As I stepped into the bright entryway of the Boys and Girls East Austin Club, I was immediately taken aback by the pulsing energy around me. I thought I knew what I was signing up for when I was invited to tour one of the club’s 23 after-school locations.
I expected to find a safe place for low income and at-risk kids to hang out in a watchful, supervised environment. Maybe there would be a few games going on, or some mayhem.
I expected to find kids, marginalized and largely invisible to the outside world, there because a parent or caseworker had signed them up. I expected hardened sarcasm and possibly disinterest.
Though familiar with the Boys and Girls Club in name, I learned how misinformed I was of the incredible challenges this non-profit faces. My eyes were opened to the reality of what Austin’s local chapter of this national organization accomplishes daily for hundreds of area kids during after-school hours.
Just beyond the BGC’s welcome desk, one of the Austin school district’s campuses for alternative learning is transformed each afternoon. The huge gymnasium buzzes with young people of all ages, as multiple ball games disperse on split courts. I couldn't resist stealing a seat on the bleachers to see what all the noise was about: Basketball.
Underfunded and chronically short on volunteers, the club’s mission is to model and nurture strong character in our community’s youths. The results of that mission played out on the courts in front of me. There were at least 20 kids playing basketball that day. Games were run and refereed by the kids themselves.
I expected mischief and misbehavior, but what I saw was the exact opposite. This place teemed with a sense of symbiotic respect. In stark contrast, Austin's largest low income housing development stretches through the streets surrounding the campus.
An 11-year-old boy, Laurenz, took me on an official tour of the facility. Accompanied by the program director, Kelly St. Julien, himself an BGC alumnus, we spent the next hour touring classrooms that had been transformed into recreational and learning areas.
During the five hours the kids are at the club each weekday evening, they stick to a strict schedule: gym time, study time, and tutoring time.
There’s a small closet area equipped with donated tablets and desktops for computer learning and game time. There’s even an onsite bike shop where those so inclined have the opportunity to rebuild and restore bicycles. The place is a well-oiled machine—a more organized neighborhood than the one that lies on its outskirts.

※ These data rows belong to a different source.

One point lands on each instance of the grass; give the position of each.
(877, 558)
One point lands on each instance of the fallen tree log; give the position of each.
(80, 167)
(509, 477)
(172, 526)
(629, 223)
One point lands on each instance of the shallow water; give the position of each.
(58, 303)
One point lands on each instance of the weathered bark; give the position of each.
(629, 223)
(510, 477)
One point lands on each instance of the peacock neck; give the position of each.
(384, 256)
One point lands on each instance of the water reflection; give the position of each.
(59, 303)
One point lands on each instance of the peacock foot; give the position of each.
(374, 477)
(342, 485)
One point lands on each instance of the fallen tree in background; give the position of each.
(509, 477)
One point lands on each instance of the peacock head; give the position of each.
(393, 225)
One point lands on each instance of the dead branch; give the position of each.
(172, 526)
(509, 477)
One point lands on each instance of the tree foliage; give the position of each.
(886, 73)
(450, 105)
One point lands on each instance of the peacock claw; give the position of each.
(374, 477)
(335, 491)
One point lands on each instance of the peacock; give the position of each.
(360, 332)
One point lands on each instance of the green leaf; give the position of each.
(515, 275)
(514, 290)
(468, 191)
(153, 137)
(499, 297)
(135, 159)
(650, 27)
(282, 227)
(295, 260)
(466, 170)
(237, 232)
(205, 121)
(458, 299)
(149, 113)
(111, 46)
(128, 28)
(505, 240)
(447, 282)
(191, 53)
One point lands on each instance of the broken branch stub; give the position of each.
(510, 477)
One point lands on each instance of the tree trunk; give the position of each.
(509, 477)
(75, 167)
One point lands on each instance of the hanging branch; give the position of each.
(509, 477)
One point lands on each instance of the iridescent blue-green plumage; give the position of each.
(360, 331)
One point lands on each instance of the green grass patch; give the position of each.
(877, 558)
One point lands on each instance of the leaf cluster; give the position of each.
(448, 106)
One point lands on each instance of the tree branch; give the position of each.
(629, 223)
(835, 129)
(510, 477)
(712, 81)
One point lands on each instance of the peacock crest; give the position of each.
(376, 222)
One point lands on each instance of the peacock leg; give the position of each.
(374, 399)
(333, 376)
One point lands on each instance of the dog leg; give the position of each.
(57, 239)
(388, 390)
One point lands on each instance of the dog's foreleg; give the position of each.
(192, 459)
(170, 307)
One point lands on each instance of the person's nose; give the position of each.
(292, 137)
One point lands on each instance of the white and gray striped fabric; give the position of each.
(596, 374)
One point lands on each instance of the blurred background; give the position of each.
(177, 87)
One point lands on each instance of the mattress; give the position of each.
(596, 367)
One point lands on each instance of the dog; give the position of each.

The most influential time of a child's life is between the hours of 3 and 8 p.m. every afternoon. Thousands of kids throughout the community lack adult supervision and meaningful, positive things to do between the time they leave school and the time their parents come home. Boys and Girls Clubs are open during these five critical hours to offer kids a fun and productive environment after school and all day during summer and school holidays.
Staff and volunteers provide guidance and leadership to the kids, making sure they learn the value of hard work, diligence, self-efficacy, and responsibility to community.
Laurenz joined the Boys and Girls Club when he was 6 years old. He has four siblings who also consider the club their after-school home. This is where they learn, play, and grow. This is where they are fed and nurtured. This is where they are supported and shown how to be strong enough to face life’s challenges. Laurenz’s story is not unique. Fifty-five percent of local members are between the ages of 13 and 18.
Each evening, the kids come together to share a hot meal. For some, it might be their only hot meal of the day.
Almost all of the children remain in the program through high school. Despite hardships, an astounding 100 percent of the youths enrolled graduate. They are the largest, most successful, and by far the most unacknowledged local movement focused on youth health in Austin.
Fitness is often seen as the ability to overcome physical obstacles, but fitness also entails the ability to overcome mental and emotional obstacles. Seen in this light, the Boys and Girls Club of Austin is, in a sense, a training community.